On April 25, the fog and chilly breeze did nothing to dampen the spirits of event attendees at the club’s sixth bench dedication.
This most recent bench, representing 1,000 pounds of plastic, is now at the Community Care Clinic of Dare, located at 425 Health Center Drive in Nags Head, North Carolina.
“We are so grateful to you all,” Lyn Jenkins, executive director of the Community Care Clinic, said in her event remarks. “We have a lot of people that need a comfortable bench.”
Jenkins said some patients at the clinic, which serves the uninsured and the under-insured, are dropped off and can find themselves waiting for five hours for the county’s medical transportation to pick them back up.
The bench could also be useful for “someone at the dental clinic with a child, or maybe someone who doesn’t like to hear dental drills wants to wait out there.”
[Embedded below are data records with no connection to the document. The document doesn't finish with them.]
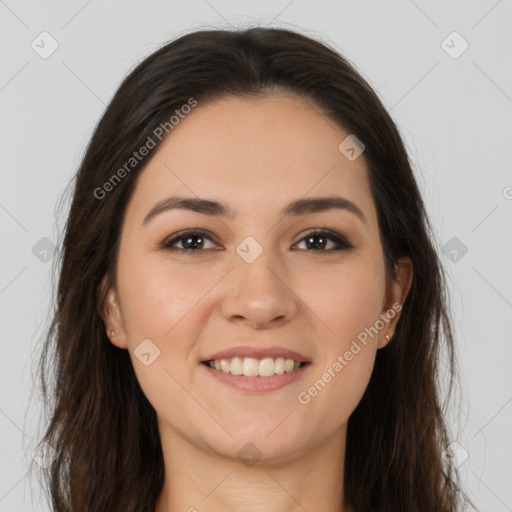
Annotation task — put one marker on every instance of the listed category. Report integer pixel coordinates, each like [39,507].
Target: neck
[312,480]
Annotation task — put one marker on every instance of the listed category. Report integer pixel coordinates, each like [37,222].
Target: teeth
[251,367]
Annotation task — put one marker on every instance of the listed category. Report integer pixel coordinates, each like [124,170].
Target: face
[256,281]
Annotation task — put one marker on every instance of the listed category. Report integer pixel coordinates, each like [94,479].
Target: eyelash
[342,243]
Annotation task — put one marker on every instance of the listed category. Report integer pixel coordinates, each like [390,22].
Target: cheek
[155,298]
[346,300]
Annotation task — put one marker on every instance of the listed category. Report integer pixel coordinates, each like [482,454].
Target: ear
[396,294]
[111,316]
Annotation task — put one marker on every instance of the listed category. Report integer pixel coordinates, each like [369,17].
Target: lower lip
[258,384]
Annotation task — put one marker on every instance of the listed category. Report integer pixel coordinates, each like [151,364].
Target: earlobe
[112,319]
[395,298]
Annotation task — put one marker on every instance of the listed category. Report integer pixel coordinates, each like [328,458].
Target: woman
[250,306]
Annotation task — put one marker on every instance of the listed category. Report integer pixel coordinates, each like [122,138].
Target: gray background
[453,110]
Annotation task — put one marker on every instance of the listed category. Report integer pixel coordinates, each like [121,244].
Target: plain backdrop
[441,68]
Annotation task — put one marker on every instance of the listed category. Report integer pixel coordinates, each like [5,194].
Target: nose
[259,294]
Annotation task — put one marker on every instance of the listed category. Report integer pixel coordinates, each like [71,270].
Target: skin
[257,155]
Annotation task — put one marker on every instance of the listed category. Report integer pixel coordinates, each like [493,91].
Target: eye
[191,240]
[318,239]
[315,239]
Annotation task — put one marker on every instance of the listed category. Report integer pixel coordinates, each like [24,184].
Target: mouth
[253,367]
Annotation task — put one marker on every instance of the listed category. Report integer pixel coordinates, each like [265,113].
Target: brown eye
[317,240]
[191,241]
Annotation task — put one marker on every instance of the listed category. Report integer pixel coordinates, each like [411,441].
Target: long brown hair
[106,452]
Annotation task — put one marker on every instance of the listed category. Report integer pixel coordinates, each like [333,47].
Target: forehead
[258,152]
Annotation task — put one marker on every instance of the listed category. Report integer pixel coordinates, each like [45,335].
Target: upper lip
[258,353]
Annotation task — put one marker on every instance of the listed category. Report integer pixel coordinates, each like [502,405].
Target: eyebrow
[215,208]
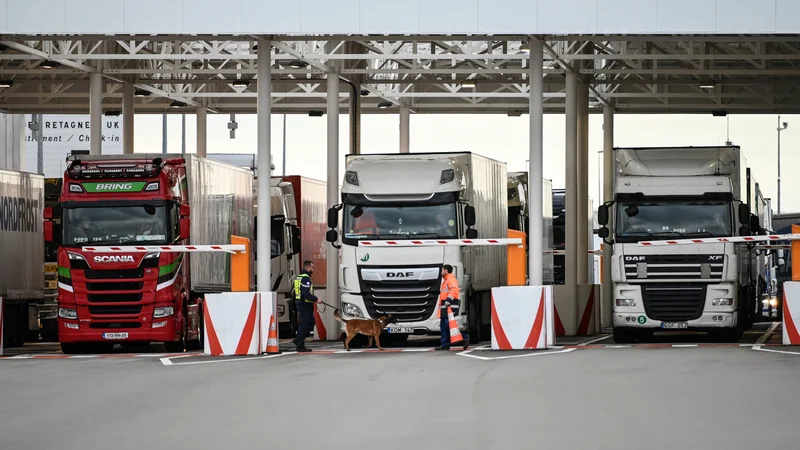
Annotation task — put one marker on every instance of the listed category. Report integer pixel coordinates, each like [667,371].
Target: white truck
[420,196]
[684,192]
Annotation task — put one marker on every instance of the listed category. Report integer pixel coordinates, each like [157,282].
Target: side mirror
[296,243]
[744,214]
[331,236]
[602,216]
[744,230]
[333,219]
[185,227]
[754,225]
[469,216]
[48,231]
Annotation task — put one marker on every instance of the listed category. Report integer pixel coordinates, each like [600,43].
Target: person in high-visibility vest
[448,296]
[304,300]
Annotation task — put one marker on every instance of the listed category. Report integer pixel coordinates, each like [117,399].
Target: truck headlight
[166,311]
[626,302]
[67,313]
[352,310]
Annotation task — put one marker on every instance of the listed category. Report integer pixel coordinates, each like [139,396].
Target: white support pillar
[583,183]
[535,165]
[606,308]
[202,126]
[405,119]
[573,215]
[127,118]
[332,286]
[95,113]
[264,162]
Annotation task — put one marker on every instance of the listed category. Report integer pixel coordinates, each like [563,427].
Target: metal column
[606,309]
[263,164]
[583,183]
[127,118]
[535,164]
[95,113]
[202,126]
[332,286]
[405,119]
[573,214]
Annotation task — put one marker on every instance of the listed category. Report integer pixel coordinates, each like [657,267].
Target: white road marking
[583,344]
[483,358]
[765,337]
[168,361]
[758,347]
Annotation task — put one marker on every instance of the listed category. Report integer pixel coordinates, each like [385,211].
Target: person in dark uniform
[304,300]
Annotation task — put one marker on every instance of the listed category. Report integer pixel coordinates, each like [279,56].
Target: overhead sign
[63,133]
[132,186]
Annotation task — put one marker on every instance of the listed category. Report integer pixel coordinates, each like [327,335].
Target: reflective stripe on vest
[298,293]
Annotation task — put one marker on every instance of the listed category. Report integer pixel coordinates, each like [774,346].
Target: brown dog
[368,327]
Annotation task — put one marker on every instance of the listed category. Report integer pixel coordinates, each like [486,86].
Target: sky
[500,137]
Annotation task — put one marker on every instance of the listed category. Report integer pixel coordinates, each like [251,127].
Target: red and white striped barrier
[791,313]
[522,317]
[440,242]
[564,252]
[725,240]
[231,324]
[167,249]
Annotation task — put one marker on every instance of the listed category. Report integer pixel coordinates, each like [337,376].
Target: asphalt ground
[702,395]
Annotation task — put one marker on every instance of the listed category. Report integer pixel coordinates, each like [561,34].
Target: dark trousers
[305,321]
[444,327]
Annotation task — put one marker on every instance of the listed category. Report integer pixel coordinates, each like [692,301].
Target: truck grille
[408,300]
[660,268]
[674,303]
[115,309]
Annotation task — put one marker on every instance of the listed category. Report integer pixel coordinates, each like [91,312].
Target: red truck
[145,199]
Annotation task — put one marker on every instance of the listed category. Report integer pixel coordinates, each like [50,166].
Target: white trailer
[421,195]
[669,193]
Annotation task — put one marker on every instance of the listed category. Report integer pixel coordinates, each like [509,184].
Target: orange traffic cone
[272,337]
[455,334]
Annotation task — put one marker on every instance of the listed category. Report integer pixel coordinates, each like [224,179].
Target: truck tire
[624,336]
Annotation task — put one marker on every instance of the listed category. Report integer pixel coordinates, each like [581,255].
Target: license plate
[115,335]
[400,330]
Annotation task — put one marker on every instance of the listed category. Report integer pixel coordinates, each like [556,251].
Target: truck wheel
[624,336]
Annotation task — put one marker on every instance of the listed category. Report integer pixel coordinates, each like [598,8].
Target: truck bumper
[429,327]
[712,317]
[72,331]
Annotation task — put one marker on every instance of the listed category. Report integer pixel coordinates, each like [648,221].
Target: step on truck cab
[420,196]
[673,193]
[148,200]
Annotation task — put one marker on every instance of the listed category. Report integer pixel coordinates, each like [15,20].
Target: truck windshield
[115,225]
[665,220]
[383,222]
The gray bench is situated under a roof that covers the outside walkway area on the dental side of the clinic.
The Outer Banks Woman’s Club distributed its first five benches to locations from Southern Shores to Nags Head in recent years.
While other community groups have since begun using the Trex program to convert bags to benches, the 93-member-strong Outer Banks Woman’s Club was the first local organization to do so, according to Bratburd.
They maintain bins at the Thomas A. Baum Senior Center in Kill Devil Hills, the Outer Banks Family YMCA in Nags Head and Coldwell Banker Seaside Realty in Kitty Hawk.
Club members collect the plastic bags a couple times a week, weigh and record the poundage and take the bags to Harris Teeter in Kill Devil Hills.
Harris Teeter sends the bags to Trex, and the club is “very thankful” for the store’s assistance, Bratburd said.
Club member Janet Barker had worked with the program in Virginia before she moved to North Carolina and introduced the club to the program, according to Jo Williams, a former environment committee chair.
Williams wasn’t sure they’d be able to collect the necessary 500 pounds of plastic in six months when they first began.
“I mean, it sounded like a lot, but we had no problem doing that,” Williams said. “And we’ve gotten more and more and more as time has gone by.”
Other local groups started collecting bags, and about 12 benches in total have come to the community, Williams said.
“Everybody loves this project; everybody wants to bring their plastic in,” Williams said. “And it’s really grown.”
The benches are like Trex railings and deck furniture and withstand the elements well, she noted.
“They’re made for the beach,” Williams said. “So hopefully they’ll be around for a long, long time.”